Predicting the probability distribution of Martian rocks mechanical property based on microscale rock mechanical experiments and accurate grain-based modeling

Abstract

The exploration of Mars would heavily rely on Martian rocks mechanics and engineering technology. As the mechanical property of Martian rocks is uncertain, it is of utmost importance to predict the probability distribution of Martian rocks mechanical property for the success of Mars exploration. In this paper, a fast and accurate probability distribution method for predicting the macroscale elastic modulus of Martian rocks was proposed by integrating the microscale rock mechanical experiments (micro-RME), accurate grain-based modeling (AGBM) and upscaling methods based on reliability principles. Firstly, the microstructure of NWA12564 Martian sample and elastic modulus of each mineral were obtained by micro-RME with TESCAN integrated mineral analyzer (TIMA) and nanoindentation.
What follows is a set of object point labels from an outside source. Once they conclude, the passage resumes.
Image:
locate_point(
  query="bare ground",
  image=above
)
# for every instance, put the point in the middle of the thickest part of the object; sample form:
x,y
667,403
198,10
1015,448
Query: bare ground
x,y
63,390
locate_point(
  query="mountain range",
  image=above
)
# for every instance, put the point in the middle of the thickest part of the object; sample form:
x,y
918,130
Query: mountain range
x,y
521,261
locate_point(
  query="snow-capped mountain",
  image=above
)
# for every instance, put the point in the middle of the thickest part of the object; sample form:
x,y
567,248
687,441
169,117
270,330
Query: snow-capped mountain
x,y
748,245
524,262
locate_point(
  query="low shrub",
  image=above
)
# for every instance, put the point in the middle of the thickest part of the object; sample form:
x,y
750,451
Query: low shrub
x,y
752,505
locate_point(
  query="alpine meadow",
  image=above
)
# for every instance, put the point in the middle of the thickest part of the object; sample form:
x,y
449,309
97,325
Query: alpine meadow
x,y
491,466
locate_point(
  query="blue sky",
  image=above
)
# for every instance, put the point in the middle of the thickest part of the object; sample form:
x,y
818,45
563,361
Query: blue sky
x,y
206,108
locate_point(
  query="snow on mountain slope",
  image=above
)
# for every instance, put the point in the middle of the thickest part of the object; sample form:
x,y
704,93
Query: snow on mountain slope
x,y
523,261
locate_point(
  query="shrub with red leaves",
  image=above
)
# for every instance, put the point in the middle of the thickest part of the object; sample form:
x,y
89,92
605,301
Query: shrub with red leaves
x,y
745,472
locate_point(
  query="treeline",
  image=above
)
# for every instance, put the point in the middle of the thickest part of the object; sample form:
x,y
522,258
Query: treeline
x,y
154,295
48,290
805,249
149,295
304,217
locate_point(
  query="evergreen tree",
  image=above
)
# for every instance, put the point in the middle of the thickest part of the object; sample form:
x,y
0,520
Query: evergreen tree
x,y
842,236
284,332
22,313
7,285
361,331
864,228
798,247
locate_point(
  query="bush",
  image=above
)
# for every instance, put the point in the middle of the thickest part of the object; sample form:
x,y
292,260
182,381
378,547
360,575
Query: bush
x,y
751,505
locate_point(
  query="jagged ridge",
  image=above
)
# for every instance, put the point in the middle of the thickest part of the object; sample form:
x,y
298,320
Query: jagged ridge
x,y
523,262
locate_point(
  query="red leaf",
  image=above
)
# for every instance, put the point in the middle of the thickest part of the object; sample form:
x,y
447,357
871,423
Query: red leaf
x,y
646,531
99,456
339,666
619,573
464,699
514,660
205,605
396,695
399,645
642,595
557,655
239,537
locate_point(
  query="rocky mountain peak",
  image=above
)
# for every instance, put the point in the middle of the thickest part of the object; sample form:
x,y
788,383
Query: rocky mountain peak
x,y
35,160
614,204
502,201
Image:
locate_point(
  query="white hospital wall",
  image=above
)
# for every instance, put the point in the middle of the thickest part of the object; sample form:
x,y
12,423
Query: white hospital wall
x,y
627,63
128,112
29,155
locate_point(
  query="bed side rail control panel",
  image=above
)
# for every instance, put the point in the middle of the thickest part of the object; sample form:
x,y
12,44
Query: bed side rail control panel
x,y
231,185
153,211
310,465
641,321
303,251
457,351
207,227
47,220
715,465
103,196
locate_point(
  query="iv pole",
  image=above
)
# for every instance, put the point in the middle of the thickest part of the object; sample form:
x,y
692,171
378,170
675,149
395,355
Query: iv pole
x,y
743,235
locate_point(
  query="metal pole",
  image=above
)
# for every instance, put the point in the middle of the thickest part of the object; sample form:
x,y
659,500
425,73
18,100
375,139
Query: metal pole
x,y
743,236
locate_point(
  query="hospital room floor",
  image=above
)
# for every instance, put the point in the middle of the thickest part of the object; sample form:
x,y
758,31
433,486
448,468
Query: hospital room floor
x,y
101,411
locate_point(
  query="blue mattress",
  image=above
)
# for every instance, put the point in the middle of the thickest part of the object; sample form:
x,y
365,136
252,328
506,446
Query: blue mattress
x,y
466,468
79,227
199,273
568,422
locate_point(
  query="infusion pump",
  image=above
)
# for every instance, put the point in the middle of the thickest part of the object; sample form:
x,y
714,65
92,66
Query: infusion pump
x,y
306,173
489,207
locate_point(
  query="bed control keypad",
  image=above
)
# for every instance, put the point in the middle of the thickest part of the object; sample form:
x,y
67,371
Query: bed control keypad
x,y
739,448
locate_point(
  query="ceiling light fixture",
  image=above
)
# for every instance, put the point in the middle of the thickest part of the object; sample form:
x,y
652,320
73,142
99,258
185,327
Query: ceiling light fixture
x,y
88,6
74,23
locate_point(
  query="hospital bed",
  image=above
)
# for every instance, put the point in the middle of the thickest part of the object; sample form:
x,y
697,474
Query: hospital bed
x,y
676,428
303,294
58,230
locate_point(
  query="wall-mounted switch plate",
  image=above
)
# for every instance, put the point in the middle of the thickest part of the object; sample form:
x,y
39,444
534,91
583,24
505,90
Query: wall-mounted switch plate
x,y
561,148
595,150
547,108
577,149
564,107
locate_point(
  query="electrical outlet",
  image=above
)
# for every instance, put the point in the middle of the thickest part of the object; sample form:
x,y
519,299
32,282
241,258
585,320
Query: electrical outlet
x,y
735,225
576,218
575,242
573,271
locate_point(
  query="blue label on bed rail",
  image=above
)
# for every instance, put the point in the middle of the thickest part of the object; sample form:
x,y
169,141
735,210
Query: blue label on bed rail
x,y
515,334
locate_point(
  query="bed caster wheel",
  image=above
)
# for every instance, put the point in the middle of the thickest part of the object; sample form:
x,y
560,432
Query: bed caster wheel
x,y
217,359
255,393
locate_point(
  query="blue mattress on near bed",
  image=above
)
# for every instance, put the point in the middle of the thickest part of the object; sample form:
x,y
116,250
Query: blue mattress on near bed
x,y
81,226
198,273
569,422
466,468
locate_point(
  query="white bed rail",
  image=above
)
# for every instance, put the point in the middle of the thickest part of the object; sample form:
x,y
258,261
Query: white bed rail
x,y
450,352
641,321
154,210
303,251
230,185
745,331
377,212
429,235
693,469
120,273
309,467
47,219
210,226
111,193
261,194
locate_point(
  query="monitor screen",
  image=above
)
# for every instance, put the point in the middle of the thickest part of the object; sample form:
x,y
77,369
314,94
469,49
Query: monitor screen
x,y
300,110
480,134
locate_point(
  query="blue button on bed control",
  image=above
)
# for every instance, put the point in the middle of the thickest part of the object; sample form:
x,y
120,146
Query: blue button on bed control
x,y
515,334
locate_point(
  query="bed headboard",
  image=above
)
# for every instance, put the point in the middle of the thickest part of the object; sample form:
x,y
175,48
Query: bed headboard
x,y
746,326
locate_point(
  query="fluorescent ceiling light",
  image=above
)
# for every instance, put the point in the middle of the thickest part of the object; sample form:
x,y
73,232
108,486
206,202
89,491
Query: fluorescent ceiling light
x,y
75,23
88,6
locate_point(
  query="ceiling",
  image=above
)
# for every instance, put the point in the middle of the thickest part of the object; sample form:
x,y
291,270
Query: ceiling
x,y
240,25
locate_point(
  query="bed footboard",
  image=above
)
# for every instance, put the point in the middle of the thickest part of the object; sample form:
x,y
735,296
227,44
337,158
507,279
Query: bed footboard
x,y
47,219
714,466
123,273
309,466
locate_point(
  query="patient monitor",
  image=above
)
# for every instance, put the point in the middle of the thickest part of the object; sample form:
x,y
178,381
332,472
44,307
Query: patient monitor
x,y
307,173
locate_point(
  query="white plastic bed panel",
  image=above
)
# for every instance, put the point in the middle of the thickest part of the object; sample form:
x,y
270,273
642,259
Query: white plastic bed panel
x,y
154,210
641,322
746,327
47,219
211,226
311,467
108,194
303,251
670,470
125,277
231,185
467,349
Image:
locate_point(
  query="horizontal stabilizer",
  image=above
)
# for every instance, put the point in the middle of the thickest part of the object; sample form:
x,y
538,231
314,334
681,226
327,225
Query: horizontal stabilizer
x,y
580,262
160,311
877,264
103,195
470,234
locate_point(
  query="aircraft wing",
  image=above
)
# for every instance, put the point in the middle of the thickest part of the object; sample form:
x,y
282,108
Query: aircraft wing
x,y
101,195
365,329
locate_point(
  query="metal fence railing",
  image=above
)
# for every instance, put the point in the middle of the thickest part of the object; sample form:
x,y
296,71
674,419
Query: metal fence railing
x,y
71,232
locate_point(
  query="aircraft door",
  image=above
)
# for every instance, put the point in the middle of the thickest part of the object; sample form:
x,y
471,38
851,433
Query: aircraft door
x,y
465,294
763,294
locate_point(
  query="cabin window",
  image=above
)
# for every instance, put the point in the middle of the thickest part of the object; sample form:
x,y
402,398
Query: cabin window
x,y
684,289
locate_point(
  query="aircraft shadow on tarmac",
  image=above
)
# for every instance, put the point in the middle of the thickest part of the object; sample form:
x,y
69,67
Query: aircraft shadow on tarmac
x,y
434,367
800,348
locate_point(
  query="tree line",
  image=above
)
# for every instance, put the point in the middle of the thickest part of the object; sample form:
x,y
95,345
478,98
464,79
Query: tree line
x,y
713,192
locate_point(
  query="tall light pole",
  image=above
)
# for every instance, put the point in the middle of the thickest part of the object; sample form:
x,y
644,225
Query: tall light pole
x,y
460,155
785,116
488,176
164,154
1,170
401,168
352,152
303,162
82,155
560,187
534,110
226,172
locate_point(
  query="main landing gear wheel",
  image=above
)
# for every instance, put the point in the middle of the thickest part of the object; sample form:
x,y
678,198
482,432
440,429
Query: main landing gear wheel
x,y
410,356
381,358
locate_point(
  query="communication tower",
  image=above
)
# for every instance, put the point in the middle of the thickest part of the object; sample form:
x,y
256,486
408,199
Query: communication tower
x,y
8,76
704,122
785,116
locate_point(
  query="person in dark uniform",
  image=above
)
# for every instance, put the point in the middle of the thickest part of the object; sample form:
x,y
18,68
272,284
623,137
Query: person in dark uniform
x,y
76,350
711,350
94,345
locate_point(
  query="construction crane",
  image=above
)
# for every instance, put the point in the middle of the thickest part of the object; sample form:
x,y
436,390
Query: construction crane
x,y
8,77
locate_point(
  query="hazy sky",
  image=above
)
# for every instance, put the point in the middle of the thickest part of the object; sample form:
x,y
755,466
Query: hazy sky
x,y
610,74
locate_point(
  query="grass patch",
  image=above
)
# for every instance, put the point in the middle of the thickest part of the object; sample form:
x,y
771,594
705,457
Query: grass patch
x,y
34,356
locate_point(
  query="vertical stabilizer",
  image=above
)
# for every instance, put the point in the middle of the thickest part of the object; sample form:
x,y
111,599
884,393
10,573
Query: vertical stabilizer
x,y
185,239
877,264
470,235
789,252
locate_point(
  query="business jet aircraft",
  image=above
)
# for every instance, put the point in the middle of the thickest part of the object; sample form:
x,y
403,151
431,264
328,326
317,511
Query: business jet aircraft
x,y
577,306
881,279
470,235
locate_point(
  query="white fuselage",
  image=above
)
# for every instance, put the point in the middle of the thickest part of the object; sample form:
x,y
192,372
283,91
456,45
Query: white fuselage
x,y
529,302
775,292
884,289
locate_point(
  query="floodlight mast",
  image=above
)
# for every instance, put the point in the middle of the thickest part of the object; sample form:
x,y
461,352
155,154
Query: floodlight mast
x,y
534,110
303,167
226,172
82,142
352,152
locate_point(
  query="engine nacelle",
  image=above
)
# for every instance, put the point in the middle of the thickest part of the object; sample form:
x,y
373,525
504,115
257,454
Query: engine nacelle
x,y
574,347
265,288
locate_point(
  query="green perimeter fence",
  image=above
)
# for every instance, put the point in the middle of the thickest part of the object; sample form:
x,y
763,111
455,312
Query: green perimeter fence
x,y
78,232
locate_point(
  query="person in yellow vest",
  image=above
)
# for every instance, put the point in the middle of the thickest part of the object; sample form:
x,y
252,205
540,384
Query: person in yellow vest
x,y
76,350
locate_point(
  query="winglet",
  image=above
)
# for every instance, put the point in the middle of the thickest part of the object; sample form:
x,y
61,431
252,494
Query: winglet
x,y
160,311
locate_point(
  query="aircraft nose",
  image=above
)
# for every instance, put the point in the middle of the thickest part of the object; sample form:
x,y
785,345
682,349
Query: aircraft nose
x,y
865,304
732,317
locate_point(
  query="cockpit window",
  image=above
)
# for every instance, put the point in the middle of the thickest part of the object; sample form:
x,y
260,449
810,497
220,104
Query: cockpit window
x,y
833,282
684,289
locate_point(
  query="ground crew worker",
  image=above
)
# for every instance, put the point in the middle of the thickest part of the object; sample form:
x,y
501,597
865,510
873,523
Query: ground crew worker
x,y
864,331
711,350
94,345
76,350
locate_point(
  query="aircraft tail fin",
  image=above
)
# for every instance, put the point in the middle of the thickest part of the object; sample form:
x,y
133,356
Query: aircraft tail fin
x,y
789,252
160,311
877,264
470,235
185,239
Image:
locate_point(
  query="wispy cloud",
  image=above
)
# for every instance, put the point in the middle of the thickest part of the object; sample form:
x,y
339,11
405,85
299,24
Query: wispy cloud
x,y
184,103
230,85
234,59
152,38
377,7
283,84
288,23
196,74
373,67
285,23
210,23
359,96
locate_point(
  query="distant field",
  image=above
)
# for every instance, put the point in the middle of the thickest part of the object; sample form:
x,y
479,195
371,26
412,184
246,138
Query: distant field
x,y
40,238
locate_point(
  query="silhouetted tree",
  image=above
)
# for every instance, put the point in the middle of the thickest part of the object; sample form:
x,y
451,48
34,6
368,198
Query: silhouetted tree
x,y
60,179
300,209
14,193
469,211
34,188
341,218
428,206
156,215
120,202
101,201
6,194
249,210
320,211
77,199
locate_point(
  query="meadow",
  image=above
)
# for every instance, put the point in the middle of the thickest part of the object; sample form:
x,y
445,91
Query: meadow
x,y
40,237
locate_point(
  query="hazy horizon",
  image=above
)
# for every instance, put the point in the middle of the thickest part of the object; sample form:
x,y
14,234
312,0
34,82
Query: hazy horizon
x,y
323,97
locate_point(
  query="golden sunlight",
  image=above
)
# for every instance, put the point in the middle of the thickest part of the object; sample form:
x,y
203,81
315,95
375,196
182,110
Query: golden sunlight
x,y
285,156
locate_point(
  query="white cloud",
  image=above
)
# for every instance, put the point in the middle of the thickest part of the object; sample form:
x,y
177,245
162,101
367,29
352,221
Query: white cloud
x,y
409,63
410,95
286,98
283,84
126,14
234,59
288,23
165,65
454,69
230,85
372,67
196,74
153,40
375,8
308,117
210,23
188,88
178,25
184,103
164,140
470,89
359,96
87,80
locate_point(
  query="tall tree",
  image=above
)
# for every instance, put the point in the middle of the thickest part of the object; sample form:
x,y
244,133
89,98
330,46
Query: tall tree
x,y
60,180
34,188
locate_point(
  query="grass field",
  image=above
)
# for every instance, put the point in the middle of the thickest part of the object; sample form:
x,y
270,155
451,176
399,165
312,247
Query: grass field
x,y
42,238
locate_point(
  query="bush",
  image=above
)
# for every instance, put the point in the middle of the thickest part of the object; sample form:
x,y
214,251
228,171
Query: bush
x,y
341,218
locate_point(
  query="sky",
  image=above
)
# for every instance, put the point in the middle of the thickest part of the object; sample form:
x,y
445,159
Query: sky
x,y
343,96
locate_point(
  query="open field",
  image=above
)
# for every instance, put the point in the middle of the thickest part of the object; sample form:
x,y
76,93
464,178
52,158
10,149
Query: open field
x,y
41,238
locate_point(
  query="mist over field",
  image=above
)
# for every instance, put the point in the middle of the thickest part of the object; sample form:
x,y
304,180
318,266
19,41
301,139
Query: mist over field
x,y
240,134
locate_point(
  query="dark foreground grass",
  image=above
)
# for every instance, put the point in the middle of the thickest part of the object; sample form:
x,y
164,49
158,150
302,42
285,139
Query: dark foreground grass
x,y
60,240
The best probability distribution function of the minerals was determined by Kolmogorov-Smirnov (K-S) test. Secondly, based on best distribution function of each mineral, the Monte Carlo simulations (MCS) and upscaling methods were implemented to obtain the probability distribution of upscaled elastic modulus. Thirdly, the correlation between the upscaled elastic modulus and macroscale elastic modulus obtained by AGBM was established. The accurate probability distribution of the macroscale elastic modulus was obtained by this correlation relationship. The proposed method can predict the probability distribution of Martian rocks mechanical property with any size and shape samples.